The gun has still not been found.
The defense did not offer an opening statement at this
time, and the first witness was called. Diane Gage is Director of Emergency
Communications. We hear the first 911 call. The woman on the line, Kathy
Wegner, was distraught, telling 911 that Dr. Tiller had been shot in church and
the shooter had left. Gage walked through the times of the calls to 911 and to
emergency services. The first officer arrived at 10:07 Sunday morning and the
last one left after 7 Monday morning.
Wegner takes the stand and describes that morning. She is
quite matter-of-fact until she talks about the shooting and seeing Dr. Tiller
on the ground. She made the first call to 911. From the business office, she
could see others gathering around Dr. Tiller. She heard his wife, Jeanne,
scream. We are shown a picture taken that morning, Dr. Tiller laying many feet
away. A Roeder supporter from Texas begins to sway, beaming with joy at the
image of Dr. Tiller’s body. Security warned her to sit back and not smile or
she would have to leave. She begrudgingly complied. Meanwhile, Mrs. Tiller and
their family look away.
Two Wichita police officers describe the call and their
arrival at the church, showing more gruesome pictures. The last witness for the
day is Dr. Paul Ryding, a veterinarian specializing in equine medicine. He
tried to resuscitate Dr. Tiller. He remembered seeing Roeder towards the end of
2008. He remembered Roeder did not participate in the worship service, and when
he tried to engage Roeder later, Roeder was defensive, his conversation
fragmented. Public Defender Mark Rudy tried to make Ryding say he was on the
lookout for strangers because of Dr. Tiller’s field of medicine, a line of
questioning he used during the preliminary hearing. Ryding worked hard not to
go there. Rudy misunderstood part of Ryding’s testimony and started to say the
reason Ryding was suspicious of Roeder was because of abortion. Judge Wilbert
asked the jury to leave while the record was read back. Judge Wilbert offered
Rudy the benefit of the doubt that he simply mis-heard the testimony.
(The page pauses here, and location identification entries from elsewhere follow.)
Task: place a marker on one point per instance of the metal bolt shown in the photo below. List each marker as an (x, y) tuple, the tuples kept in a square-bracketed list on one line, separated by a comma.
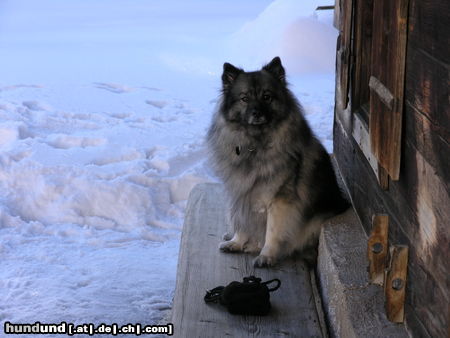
[(397, 284), (377, 247)]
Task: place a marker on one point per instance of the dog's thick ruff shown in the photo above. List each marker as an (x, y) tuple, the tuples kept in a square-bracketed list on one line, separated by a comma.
[(278, 177)]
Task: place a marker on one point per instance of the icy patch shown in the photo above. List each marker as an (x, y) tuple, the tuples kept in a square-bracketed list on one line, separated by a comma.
[(19, 86), (67, 141), (36, 105), (157, 104), (9, 132), (113, 87)]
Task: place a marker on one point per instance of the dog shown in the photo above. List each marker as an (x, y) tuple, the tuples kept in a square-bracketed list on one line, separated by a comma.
[(278, 177)]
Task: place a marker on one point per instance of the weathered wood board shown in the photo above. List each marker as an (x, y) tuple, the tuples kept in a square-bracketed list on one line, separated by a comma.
[(201, 266)]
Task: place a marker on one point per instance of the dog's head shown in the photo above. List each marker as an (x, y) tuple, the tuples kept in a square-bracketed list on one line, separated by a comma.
[(254, 99)]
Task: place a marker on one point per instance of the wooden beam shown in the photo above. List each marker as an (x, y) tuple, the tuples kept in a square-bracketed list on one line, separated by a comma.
[(377, 248), (383, 93), (321, 8), (395, 283)]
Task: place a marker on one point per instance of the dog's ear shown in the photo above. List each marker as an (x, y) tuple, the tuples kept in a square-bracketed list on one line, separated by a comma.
[(276, 69), (230, 73)]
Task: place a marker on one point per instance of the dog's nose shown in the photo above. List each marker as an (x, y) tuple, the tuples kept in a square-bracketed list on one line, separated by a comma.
[(256, 113)]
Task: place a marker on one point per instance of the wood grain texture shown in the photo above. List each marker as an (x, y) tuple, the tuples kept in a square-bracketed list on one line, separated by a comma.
[(388, 66), (343, 52), (395, 284), (377, 259), (361, 53), (202, 266), (417, 205)]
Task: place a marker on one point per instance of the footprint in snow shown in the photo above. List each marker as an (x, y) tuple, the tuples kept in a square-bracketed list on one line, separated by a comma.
[(113, 87), (157, 104), (36, 105), (19, 86)]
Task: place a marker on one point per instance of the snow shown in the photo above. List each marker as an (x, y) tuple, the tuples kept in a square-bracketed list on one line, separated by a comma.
[(104, 107)]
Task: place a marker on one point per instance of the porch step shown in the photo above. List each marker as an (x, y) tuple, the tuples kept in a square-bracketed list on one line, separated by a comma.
[(296, 309), (354, 308)]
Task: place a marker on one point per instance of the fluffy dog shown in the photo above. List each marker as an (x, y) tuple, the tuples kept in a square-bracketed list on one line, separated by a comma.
[(278, 177)]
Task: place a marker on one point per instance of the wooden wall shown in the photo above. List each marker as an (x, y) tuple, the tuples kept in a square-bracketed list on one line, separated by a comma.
[(419, 202)]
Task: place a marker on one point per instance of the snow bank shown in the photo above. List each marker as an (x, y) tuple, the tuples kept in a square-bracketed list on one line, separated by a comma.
[(293, 30), (103, 113)]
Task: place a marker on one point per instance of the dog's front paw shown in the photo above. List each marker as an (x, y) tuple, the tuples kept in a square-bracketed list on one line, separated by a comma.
[(231, 246), (262, 261)]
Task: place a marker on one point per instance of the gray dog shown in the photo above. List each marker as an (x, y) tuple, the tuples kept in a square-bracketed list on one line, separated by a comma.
[(278, 177)]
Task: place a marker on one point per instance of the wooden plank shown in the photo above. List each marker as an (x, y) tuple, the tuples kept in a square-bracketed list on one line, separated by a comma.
[(428, 89), (426, 137), (377, 248), (362, 47), (383, 93), (429, 27), (202, 266), (418, 208), (343, 52), (395, 284), (388, 66), (360, 134)]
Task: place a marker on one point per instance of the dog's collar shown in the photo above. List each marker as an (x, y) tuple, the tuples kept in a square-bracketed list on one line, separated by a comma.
[(238, 150)]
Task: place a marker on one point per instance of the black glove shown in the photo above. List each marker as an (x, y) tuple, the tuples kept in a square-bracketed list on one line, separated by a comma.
[(251, 297)]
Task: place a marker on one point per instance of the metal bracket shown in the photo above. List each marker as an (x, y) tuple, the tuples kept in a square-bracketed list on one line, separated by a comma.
[(395, 283), (377, 248)]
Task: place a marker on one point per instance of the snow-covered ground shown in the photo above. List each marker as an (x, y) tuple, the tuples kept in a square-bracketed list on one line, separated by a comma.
[(104, 105)]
He said
the line of questioning would not be allowed unless the witness opened the
door. “But the door is not open,” he stated. After the jury came
back, Rudy once again tried to get Ryding to say Dr. Tiller was killed because
of his practice. Judge Wilbert did not allow it. As he had said before, this
trial will not be about abortion.
With less than an hour left in the day, Judge Wilbert
called the day to an end reminding the jury to keep an open mind through the
weekend. We leave the courtroom one day down, several more to go.